Il confronto tra le due epoche non vuole essere nostalgico, ma profetico. La Chiesa post-tridentina, pur con i suoi limiti storici, aveva chiara la propria missione: custodire il mistero della fede e trasmetterlo con zelo. La Chiesa di oggi, immersa in una cultura liquida e relativista, ha bisogno di ritrovare quel “fuoco”.
Ricominciare dalla Santa Messa, dalla catechesi, dalla formazione spirituale del clero: non è un passo indietro, ma un ritorno alle radici, al mandato evangelico. Solo così la Chiesa potrà rispondere alla crisi attuale non con strategie sociologiche, ma con la forza del Vangelo.

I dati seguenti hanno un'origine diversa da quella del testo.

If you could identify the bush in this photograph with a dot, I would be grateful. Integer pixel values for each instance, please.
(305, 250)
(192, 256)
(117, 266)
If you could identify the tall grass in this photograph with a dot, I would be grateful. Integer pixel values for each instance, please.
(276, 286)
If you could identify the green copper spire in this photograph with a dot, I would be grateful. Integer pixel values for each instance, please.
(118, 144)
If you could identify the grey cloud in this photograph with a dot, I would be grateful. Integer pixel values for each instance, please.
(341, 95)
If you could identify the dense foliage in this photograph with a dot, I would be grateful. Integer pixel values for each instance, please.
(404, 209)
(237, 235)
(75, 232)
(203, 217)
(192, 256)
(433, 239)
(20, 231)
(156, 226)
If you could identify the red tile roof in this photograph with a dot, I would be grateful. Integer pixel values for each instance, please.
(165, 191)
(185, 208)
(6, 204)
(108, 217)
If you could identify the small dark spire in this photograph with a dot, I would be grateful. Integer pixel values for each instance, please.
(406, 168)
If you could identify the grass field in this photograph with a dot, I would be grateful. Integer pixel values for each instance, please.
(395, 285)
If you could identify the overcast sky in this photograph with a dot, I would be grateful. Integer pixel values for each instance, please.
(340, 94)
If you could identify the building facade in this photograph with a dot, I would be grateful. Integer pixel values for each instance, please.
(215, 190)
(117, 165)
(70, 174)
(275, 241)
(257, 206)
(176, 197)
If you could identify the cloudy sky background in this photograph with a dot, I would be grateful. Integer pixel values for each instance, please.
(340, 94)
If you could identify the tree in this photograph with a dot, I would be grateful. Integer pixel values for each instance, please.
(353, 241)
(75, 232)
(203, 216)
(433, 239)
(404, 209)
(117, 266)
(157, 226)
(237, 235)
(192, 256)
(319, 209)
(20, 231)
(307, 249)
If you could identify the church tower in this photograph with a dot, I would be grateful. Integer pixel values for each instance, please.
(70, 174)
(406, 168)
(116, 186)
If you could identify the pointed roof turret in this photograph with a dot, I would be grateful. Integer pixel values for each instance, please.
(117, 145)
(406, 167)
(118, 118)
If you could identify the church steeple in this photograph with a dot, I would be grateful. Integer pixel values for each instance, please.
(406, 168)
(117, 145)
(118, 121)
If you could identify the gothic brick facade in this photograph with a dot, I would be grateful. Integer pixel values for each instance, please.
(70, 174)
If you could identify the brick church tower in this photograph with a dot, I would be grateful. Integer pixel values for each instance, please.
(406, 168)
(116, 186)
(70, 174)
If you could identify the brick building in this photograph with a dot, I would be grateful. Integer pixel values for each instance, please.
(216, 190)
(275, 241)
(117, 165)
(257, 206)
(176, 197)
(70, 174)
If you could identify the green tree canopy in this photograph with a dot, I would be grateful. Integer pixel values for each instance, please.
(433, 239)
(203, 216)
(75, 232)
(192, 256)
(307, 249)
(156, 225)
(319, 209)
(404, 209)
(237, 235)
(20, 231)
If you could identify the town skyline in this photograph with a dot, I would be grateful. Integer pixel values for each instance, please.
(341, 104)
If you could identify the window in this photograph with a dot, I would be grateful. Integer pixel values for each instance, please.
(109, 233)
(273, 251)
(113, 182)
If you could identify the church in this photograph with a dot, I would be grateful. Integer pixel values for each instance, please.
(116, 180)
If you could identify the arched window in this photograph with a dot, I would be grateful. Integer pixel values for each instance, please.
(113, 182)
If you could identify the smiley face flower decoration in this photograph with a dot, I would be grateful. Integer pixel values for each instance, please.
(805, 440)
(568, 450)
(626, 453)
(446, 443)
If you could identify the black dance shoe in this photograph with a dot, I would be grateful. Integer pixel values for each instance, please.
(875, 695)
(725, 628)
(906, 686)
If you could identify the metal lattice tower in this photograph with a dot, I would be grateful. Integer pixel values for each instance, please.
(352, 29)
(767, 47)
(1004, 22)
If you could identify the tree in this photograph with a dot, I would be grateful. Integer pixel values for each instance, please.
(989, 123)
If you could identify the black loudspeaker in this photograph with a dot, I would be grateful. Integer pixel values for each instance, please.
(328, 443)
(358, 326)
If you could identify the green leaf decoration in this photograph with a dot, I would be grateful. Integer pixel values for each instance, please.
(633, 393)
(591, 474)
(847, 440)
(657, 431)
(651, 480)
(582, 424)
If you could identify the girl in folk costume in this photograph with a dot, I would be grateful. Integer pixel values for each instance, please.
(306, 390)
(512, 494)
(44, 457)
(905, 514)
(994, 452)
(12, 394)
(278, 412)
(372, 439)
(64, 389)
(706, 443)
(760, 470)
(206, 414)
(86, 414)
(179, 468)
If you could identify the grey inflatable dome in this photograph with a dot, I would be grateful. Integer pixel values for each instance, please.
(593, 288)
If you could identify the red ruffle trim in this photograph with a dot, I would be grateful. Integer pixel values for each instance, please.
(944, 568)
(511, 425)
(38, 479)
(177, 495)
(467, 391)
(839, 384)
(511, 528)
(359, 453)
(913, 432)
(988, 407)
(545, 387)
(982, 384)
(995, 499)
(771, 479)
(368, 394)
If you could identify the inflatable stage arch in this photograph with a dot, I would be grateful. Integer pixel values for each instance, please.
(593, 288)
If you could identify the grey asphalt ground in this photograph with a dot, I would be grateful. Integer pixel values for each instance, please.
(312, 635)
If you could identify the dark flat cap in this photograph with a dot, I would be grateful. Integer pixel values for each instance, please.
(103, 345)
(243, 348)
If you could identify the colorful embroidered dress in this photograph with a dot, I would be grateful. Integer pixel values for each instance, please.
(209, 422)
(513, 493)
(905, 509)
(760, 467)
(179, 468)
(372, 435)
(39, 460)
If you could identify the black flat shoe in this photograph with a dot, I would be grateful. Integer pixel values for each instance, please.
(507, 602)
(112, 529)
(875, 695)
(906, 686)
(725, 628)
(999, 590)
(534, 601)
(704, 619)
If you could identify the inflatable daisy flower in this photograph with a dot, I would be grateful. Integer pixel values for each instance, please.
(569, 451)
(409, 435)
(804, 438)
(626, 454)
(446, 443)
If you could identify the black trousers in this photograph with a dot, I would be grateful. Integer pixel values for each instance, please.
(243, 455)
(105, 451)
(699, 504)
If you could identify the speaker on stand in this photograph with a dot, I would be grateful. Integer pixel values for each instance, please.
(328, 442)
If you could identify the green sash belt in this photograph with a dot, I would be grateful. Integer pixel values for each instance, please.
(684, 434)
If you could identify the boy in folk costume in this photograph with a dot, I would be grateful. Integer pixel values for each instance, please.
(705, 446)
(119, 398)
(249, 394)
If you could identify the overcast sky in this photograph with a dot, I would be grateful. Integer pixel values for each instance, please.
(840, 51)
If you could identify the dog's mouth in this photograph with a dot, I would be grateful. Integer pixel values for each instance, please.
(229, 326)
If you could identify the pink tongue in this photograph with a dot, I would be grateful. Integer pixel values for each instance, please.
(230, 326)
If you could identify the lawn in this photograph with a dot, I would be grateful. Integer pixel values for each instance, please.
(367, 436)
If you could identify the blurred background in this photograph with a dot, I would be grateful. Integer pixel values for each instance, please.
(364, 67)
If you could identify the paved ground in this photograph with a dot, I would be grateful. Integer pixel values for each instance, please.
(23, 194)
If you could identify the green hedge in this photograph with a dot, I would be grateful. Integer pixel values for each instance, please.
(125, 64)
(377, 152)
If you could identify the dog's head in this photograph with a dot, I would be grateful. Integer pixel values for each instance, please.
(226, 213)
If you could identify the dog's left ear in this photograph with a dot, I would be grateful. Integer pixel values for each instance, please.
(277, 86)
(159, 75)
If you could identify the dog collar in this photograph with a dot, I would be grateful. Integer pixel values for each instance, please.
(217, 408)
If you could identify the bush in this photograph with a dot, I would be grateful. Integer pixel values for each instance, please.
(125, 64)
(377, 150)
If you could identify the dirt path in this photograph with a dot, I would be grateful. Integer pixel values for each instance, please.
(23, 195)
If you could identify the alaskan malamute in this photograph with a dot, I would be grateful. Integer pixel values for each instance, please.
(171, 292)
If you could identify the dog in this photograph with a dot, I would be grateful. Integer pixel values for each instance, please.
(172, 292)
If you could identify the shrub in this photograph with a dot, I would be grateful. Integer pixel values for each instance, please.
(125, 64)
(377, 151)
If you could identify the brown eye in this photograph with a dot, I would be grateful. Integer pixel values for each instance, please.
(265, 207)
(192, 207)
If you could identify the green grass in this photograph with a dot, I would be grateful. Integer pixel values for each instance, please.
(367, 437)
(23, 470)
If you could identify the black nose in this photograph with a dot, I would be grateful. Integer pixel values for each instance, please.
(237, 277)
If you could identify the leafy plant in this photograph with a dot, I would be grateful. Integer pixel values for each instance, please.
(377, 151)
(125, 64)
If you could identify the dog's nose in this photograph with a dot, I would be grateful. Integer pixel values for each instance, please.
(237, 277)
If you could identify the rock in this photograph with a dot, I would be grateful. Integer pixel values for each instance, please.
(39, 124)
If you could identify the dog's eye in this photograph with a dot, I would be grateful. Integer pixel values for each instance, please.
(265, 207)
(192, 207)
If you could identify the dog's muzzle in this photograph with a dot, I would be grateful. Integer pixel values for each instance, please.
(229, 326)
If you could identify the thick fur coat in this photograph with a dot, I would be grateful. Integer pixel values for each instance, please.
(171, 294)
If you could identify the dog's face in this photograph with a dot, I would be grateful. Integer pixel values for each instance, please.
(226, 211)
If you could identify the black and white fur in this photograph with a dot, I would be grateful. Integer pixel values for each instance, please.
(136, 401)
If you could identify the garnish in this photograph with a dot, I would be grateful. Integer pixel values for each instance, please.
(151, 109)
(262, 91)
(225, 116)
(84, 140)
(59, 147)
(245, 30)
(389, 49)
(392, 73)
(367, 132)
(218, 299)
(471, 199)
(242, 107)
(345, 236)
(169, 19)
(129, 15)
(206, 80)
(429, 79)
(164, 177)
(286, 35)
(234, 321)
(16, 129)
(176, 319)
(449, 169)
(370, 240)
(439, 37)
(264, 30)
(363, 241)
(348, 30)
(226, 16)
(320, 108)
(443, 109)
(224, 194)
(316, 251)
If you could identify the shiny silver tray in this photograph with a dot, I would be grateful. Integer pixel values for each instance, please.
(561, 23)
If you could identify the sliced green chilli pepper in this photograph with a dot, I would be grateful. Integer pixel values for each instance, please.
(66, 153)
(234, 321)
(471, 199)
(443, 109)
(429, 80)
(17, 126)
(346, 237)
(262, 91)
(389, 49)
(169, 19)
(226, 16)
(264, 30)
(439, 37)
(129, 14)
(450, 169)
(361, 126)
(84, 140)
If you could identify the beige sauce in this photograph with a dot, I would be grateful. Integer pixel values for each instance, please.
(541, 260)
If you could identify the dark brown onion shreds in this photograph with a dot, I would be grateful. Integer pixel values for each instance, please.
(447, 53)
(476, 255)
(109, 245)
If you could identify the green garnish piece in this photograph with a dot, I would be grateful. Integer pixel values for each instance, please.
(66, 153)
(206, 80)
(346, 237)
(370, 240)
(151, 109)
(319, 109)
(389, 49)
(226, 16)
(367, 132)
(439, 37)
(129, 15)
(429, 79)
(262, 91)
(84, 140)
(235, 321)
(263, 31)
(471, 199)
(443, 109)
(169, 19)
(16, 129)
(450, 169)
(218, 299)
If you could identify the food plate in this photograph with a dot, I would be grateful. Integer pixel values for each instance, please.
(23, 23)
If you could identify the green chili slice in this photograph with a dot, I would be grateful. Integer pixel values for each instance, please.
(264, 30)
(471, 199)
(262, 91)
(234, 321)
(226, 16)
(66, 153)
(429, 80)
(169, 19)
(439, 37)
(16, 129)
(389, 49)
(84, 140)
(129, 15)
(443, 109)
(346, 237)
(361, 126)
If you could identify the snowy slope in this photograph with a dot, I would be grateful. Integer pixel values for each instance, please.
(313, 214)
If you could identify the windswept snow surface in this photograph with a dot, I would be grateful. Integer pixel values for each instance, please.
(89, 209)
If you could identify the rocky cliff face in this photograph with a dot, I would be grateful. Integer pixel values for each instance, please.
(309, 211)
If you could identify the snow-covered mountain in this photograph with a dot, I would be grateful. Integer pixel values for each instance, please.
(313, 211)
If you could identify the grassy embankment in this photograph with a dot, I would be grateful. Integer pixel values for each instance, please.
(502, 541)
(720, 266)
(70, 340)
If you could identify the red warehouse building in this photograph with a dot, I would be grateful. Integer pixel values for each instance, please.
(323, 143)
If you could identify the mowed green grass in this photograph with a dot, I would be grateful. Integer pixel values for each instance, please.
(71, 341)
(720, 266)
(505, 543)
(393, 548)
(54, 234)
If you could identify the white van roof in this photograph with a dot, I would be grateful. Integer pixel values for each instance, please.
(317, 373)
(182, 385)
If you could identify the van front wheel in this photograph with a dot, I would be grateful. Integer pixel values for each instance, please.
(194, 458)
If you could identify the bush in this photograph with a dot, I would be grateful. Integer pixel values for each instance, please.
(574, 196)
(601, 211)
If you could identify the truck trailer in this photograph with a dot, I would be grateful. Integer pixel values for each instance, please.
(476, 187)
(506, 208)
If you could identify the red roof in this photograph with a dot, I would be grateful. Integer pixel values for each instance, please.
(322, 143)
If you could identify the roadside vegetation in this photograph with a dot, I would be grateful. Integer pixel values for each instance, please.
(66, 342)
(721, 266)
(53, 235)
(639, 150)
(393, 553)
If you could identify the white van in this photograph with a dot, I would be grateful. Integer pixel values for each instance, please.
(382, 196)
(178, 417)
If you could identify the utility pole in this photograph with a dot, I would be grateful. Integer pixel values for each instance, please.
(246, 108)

La statua di San Luigi IX. 
Cappella Sainte-Chapelle di Parigi

Nella seconda metà del Seicento, Guillaume de Saint-Martin, predicatore ordinario del Re e curato della Cappella inferiore della Sainte-Chapelle di Parigi, nei suoi sermoni dedicati all’adorazione e alla centralità dell’Eucaristia, sosteneva che il Sacramento dell’Altare è un fuoco che santifica e rinnova: “Il fuoco delle passioni divora tutti i beni, ma il fuoco dell’Eucaristia divora tutti i mali; il primo soffoca le virtù dell’uomo, trasforma l’amore di Dio in furore e cancella le speranze della gloria, rendendo vana la salvezza. Al contrario, il secondo prepara tutti i beni divorando tutti i mali, riconciliando tutti con Dio e ristabilendo ognuno nei diritti della salvezza e della gloria”.

Per superare la crisi del tempo attuale, sogno una Chiesa capace di indire un “anno sabbatico”: un tempo di silenzio e di sospensione delle attività organizzative, dei dibattiti e delle assemblee sinodali. Un tempo in cui la comunità ecclesiale si raccolga attorno all’Eucaristia, cuore pulsante della fede, per riscoprire la centralità della Santa Messa e dell’Adorazione eucaristica come fonte di unità, santità e rinnovamento spirituale. Solo tornando all’essenziale, al Mistero celebrato e adorato, la Chiesa potrà ritrovare la sua identità profonda e la forza per affrontare le sfide del presente: “Se il Signore non costruisce la casa, invano vi faticano i costruttori. Se il Signore non custodisce la città, invano veglia il custode” (Salmo 126,1). E se il cuore non arde più, non resta che cenere. Ma l’Eucaristia è fuoco: e il fuoco, quando lo si custodisce, può riaccendere il mondo.

L'abside e il deambulatorio della Cappella inferiore della Sainte-Chapelle di Parigi.